Social-skills training can also help a child learn new behaviors. In this training, the therapist discusses and models appropriate behaviors like waiting for a turn, sharing toys, asking for help, or responding to teasing, then gives the child a chance to practice. For example, a child might learn to read other people's facial expression and tone of voice to respond more appropriately. Social skills training can help teach how behavior affects others and develop new ways to respond when angry or pushed.

Parenting-skills training offered by therapists or in special classes give parents tools and techniques for managing their child's behavior. Mental health professionals can help educate the parents of a child with ADHD about the condition and how it affects the child and family. They can also help the child and his or her parents develop new skills, attitudes, and ways of relating to each other. Parents may benefit from learning to develop more collaborative relationships with their children and manage their stress better by increasing their ability to deal with frustration and respond more calmly to their child’s behavior. The therapist assists the family in finding better ways to handle the disruptive behaviors and promote change and works with the parents of young children to teach techniques for coping with and improving their child's behavior.

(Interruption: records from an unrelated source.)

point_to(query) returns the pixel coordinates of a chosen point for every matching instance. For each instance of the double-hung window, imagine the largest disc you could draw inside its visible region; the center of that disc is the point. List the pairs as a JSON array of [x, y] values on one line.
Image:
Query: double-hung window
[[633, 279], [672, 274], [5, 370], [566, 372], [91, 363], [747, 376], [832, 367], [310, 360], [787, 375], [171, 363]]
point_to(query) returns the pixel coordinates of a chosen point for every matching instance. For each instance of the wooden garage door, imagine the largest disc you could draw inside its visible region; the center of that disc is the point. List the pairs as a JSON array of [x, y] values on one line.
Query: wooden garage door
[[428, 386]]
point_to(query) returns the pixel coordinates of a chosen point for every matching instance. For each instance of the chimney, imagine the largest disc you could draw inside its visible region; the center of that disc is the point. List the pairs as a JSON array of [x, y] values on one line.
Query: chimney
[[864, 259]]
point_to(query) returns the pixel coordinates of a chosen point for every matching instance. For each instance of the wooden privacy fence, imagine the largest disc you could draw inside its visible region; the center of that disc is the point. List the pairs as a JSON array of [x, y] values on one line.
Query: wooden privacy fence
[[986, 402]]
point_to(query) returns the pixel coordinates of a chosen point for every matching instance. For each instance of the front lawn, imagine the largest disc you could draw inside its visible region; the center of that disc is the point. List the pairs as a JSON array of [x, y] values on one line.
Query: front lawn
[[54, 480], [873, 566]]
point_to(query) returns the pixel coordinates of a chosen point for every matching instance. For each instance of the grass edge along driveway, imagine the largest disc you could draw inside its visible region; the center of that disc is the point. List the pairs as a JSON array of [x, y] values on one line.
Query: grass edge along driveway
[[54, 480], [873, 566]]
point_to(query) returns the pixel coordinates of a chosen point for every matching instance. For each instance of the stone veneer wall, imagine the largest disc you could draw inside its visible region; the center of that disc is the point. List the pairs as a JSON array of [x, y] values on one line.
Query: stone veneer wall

Support groups (local and national) help parents connect with other people who have similar problems and concerns with their AD/HD children. Members of support groups share frustrations, successes, referrals to qualified specialists, and information about what works, as well as their hopes for themselves and their children. Sharing experiences with others who have similar problems helps people know that they aren't alone.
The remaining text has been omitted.